Medifast Q2 Revenues Down 3% to 72.2 Million

Michael MacDonald

 

Medifast, Inc. a leading United States manufacturer and provider of clinically proven weight-loss and healthy living products and programs, today reported financial results for the second quarter ended June 30, 2015.

We are pleased with our solid results in the second quarter which were in-line with our revenue and earnings expectations, said Michael C. MacDonald, Medifast Chairman and Chief Executive Officer.

We continued to make progress on our strategic initiatives within each of our key areas of focus, while also maintaining a strong financial discipline across our business. We believe that these efforts will help grow and improve Take Shape for Life, optimize Medifast Direct, and further our product and program innovation to position Medifast for success in 2015 and beyond.

For the second quarter, Medifast net revenue from continuing operations decreased 3% to $72.2 million from net revenue of $74.7 million in the second quarter of 2014.

Revenue in the direct sales channel, Take Shape for Life, decreased 3% to $52.3 million in the second quarter of 2015 compared to $54.0 million in the same period last year, a sequential improvement in the quarterly rate of decline compared to the same period last year.  

The total number of active earning Health Coaches in the second quarter was 11,800 as compared to 12,400 in the second quarter of 2014.  The average revenue per active earning Health Coach for the quarter was $4,423 as compared to $4,347 in second quarter of 2014.  

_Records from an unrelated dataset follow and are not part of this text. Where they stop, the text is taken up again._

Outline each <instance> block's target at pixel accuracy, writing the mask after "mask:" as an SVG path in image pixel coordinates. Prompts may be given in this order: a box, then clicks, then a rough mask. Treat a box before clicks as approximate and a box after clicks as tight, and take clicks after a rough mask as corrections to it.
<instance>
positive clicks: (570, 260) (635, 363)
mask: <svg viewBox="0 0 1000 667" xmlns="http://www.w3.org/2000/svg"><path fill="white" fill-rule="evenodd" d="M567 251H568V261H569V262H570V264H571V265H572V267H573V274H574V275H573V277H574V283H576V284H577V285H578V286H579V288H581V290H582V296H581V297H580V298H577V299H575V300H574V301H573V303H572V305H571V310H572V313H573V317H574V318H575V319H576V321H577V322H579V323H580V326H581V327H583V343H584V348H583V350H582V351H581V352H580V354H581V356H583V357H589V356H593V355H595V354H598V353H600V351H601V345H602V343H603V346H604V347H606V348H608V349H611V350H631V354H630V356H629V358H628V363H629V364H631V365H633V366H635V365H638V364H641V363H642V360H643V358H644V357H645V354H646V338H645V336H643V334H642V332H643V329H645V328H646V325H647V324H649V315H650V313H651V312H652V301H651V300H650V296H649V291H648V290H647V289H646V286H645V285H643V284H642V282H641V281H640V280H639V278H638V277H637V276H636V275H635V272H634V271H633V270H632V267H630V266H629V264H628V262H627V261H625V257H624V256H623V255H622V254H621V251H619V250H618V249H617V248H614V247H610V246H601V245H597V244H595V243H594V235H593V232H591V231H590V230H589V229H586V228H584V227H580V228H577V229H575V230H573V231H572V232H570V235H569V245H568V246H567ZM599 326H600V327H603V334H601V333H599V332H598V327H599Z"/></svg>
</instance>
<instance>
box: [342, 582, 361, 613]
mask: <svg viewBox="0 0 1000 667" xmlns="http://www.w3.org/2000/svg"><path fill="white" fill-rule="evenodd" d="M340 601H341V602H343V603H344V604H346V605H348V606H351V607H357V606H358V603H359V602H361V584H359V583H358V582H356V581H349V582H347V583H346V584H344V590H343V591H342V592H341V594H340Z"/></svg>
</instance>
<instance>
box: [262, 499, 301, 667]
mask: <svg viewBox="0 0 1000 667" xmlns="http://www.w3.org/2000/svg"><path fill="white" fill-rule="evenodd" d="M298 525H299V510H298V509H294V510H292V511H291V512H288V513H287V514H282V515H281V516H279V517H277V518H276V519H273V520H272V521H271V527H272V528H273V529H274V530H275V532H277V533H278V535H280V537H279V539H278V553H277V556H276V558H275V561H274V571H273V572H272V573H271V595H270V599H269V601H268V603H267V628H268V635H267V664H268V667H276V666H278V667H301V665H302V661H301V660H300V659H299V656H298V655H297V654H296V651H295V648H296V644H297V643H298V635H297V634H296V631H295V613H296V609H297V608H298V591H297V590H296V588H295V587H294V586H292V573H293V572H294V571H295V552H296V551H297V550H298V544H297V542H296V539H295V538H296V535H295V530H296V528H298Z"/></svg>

The Company's Medifast Direct channel revenue decreased 10% to $13.7 million, compared to $15.2 million in the second quarter of 2014. This marks the fourth consecutive quarterly improvement in the rate of decline and results were in-line with the Company's expectations as it continued to focus on efficiently managing marketing investments.

Revenue in the Franchise Medifast Weight Control Centers channel increased 22% to $4.7 million from $3.8 million in the second quarter of last year. The increase in revenue was driven by the conversion of corporate centers to franchise centers, partially offset by franchise center closures as well as a decrease in sales of franchise centers open greater than one year. There were 62 franchise centers in operation at the end of second quarter 2015 compared to 73 centers at the end of the same period last year.

Gross profit for the second quarter of 2015 was $53.2 million, compared to $55.6 million in the second quarter of 2014.

The Company expects third quarter 2015 net revenue from continuing operations to be in the range of approximately $65.0 to $68.0 million. For fiscal year 2015, the Company updated guidance of revenue from continuing operations to be in the range of $270.0 to $280.0 million.